The Commander began immediate experiments with volunteer “guinea-pigs”, himself among them, and discovered the very important fact that an air bubble offered resistance to blast. Working day and night he devised a diving suit of sponge rubber and kapok capable of withstanding several hundred pounds pressure per square inch. Meanwhile concentrated training was going on of the 200 men specially selected from hundreds of volunteers for this most dangerous job. The strictest secrecy was of necessity observed.

It was necessary to carry out the vital demolition work as near to D-Day as possible. A few nights before D-Day a little fleet crept across the Channel in the darkness, stopping a few hundred yards from the Normandy coast.
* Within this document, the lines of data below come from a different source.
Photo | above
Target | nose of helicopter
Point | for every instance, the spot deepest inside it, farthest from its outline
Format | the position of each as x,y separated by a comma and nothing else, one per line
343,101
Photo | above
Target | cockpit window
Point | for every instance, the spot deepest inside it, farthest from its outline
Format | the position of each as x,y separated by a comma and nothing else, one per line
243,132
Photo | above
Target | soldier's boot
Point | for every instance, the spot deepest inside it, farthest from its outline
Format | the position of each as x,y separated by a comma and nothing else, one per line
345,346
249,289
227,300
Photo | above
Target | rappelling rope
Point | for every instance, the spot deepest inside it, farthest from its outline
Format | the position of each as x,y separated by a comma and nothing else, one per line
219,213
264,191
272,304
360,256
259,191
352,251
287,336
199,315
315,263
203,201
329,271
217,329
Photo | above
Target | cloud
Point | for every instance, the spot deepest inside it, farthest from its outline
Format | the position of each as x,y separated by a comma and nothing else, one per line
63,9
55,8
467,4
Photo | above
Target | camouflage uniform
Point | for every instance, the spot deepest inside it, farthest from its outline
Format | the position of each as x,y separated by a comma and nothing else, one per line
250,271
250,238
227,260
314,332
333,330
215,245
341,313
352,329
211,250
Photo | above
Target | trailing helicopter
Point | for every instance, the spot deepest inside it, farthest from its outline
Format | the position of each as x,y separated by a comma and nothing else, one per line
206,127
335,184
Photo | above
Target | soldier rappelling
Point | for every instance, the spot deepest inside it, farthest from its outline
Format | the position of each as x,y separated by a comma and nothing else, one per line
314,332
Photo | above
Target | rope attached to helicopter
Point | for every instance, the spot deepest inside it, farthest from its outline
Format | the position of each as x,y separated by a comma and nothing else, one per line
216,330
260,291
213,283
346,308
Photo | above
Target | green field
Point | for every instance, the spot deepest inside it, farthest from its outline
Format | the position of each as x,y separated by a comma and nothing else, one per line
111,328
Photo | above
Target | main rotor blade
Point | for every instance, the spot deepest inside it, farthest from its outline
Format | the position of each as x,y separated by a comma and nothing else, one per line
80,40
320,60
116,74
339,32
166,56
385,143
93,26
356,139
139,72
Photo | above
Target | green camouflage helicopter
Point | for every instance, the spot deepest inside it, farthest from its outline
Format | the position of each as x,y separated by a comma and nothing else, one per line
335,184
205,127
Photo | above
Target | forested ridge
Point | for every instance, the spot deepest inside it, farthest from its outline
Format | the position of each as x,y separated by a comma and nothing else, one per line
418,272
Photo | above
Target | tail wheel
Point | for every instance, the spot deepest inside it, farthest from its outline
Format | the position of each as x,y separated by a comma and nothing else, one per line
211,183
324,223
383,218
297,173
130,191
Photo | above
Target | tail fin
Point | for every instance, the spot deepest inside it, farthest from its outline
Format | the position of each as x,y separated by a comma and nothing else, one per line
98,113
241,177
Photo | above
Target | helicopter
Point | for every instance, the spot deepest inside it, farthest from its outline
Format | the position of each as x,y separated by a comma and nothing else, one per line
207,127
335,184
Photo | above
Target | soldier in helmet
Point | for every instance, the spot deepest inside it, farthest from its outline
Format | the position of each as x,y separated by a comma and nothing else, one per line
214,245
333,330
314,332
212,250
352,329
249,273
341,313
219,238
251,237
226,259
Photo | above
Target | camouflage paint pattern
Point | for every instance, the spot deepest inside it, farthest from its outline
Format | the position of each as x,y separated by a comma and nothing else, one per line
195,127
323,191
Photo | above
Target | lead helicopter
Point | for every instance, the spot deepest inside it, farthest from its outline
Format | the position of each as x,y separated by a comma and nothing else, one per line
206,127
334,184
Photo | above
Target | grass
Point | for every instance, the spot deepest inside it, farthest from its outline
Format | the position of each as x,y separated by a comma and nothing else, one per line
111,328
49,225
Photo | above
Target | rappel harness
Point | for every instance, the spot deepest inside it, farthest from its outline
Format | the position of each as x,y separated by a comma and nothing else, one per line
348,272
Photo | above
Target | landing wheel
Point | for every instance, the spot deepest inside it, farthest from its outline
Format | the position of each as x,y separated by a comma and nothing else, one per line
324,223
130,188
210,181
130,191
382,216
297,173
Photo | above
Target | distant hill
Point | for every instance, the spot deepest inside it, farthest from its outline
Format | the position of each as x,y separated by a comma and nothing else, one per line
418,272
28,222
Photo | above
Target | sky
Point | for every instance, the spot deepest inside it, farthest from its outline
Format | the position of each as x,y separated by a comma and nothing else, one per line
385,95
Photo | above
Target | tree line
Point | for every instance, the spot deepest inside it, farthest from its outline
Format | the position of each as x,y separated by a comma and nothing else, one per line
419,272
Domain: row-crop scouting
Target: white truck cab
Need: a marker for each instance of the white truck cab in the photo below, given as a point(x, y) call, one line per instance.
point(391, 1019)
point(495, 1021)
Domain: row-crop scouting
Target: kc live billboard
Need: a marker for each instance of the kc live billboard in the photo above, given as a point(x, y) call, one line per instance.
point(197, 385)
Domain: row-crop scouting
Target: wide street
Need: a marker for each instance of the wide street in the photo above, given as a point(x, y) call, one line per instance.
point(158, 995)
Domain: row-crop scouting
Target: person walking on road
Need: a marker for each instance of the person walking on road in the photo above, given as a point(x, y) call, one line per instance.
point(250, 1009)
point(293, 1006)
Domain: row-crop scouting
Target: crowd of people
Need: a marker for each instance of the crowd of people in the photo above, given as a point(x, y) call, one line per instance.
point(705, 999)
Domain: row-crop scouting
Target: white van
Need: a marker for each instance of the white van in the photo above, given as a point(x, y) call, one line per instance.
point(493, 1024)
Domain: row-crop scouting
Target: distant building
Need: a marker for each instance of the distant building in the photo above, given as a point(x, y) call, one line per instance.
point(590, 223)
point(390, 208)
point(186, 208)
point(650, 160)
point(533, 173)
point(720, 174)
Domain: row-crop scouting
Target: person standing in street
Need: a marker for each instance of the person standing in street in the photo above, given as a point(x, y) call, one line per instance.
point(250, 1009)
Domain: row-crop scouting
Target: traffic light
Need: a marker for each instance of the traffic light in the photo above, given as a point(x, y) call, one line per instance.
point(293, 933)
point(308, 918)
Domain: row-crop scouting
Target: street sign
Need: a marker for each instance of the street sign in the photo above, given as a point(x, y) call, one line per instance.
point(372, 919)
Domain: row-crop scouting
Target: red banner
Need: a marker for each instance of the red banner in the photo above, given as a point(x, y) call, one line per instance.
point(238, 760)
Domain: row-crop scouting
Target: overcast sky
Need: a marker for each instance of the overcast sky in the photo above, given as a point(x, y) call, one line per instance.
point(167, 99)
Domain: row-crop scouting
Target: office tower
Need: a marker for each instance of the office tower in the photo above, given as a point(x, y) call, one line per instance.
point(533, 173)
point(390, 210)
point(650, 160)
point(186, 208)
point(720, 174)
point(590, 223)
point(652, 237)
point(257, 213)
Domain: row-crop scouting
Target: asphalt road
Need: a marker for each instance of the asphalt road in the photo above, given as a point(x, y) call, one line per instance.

No sign came from the coast that the fleet had been observed, and 200 divers in their special suits, carrying apparatus for laying demolition charges slipped quietly into the sea.

Demolition machinery is usually operated from aboard ship, but for the destruction of the submarine obstacles it was essential that the divers should be very near the scene of the explosion to avoid the danger of long wires braking. The men aboard ship waited anxiously for hours. Eventually there was a series of muffled explosions. The divers' work was done.

They clambered aboard the ships and started for home under a volley of machine-gun and rifle fire from the Germans, who, aroused at last, began firing wildly in the direction of the noise. But they were too late; the gateway to the Continent was opened, and owing to the efficiency of the diving suits not one diver was lost.